Arijit Pasayat & Lokeshwar Singh Panta

(Arising out of SLP (Crl.) No. 5856 of 2005) ARIJIT PASAYAT, J.

Leave granted.

The State of Kerala challenges the order passed by the learned Single Judge of the Kerala High Court directing acquittal of the respondent by accepting revision petition filed by the respondent. Respondent was found guilty of offences punishable under Sections 451 and 377 of the Indian Penal Code, 1860 (in short 'IPC'). The Trial Court had convicted the respondent as aforesaid and had imposed sentence of six months and one year rigorous imprisonment respectively with fine of Rs.2000/- in each case. The fine amount of Rs.2000/- was to be paid to the victim in terms of Section 357 (1)(b) of the Code of Criminal Procedure, 1973 (in short 'Cr.P.C.').

Factual background as unfolded during trial of the respondent was that on 10.11.1986 accused trespassed into the house of the victim-girl who was nearly about 10 years of age on the date of occurrence and committed unnatural offence on her. After finding the victim alone in the house the accused committed unnatural offence by putting his penis having carnal intercourse against order of nature.
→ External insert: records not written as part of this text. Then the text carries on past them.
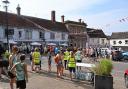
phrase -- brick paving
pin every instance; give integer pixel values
(46, 80)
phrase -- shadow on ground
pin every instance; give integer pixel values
(84, 84)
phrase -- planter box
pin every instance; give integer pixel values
(103, 82)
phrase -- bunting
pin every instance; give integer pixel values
(123, 20)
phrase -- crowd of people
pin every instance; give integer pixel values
(65, 58)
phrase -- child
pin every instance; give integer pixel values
(21, 73)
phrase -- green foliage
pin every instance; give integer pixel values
(104, 67)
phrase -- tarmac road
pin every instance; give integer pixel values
(47, 80)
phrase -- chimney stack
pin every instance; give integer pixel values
(80, 20)
(53, 18)
(18, 9)
(62, 18)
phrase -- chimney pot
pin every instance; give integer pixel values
(18, 9)
(53, 18)
(62, 18)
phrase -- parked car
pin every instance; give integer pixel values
(126, 78)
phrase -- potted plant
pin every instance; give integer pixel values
(102, 75)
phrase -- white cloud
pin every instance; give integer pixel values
(43, 7)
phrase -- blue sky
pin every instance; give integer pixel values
(99, 14)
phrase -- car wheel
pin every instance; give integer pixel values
(126, 81)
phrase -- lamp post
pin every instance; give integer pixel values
(6, 2)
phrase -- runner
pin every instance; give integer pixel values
(12, 60)
(36, 59)
(32, 64)
(49, 60)
(66, 55)
(78, 57)
(72, 64)
(59, 64)
(21, 73)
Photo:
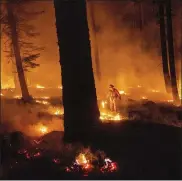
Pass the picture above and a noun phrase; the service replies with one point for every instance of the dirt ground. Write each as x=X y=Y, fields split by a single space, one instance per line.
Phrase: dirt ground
x=146 y=146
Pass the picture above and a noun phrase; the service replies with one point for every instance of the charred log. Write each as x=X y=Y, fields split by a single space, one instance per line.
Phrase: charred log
x=164 y=48
x=81 y=111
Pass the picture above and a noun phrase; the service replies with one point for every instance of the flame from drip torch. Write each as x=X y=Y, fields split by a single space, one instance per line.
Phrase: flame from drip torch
x=39 y=86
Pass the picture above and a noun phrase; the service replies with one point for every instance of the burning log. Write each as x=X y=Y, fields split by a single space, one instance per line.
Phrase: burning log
x=85 y=166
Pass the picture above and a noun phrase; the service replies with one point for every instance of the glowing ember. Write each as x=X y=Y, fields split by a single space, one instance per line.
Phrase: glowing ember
x=43 y=129
x=58 y=112
x=170 y=100
x=110 y=117
x=56 y=160
x=85 y=166
x=17 y=97
x=39 y=86
x=45 y=97
x=103 y=103
x=81 y=159
x=122 y=92
x=38 y=154
x=144 y=97
x=155 y=91
x=42 y=102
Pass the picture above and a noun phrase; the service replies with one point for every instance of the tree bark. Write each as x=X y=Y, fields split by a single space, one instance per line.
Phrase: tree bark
x=14 y=36
x=171 y=53
x=81 y=111
x=141 y=18
x=95 y=42
x=166 y=72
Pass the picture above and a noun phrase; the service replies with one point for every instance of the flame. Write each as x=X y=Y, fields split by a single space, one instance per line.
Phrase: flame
x=110 y=117
x=103 y=103
x=43 y=129
x=144 y=97
x=42 y=102
x=17 y=97
x=122 y=92
x=155 y=90
x=45 y=97
x=39 y=86
x=81 y=159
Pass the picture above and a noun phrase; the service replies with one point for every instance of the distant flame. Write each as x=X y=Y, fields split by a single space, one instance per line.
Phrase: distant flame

The victim (PW-1) told about the incident to her friend (PW-2) who narrated the same to the parents of the victim and accordingly on 13.11.1986 First Information Report was lodged. The investigation was undertaken by PW-11 who sent both the victim and the accused for medical examination. He also seized the dress worn by the victim at the time of occurrence.

The Chemical Analyst report Ex.P7 indicated presence of human semen and spermatozoa on the dress of the victim.

Potency of the accused was also proved by the doctor (PW-10) as per Ex.P6.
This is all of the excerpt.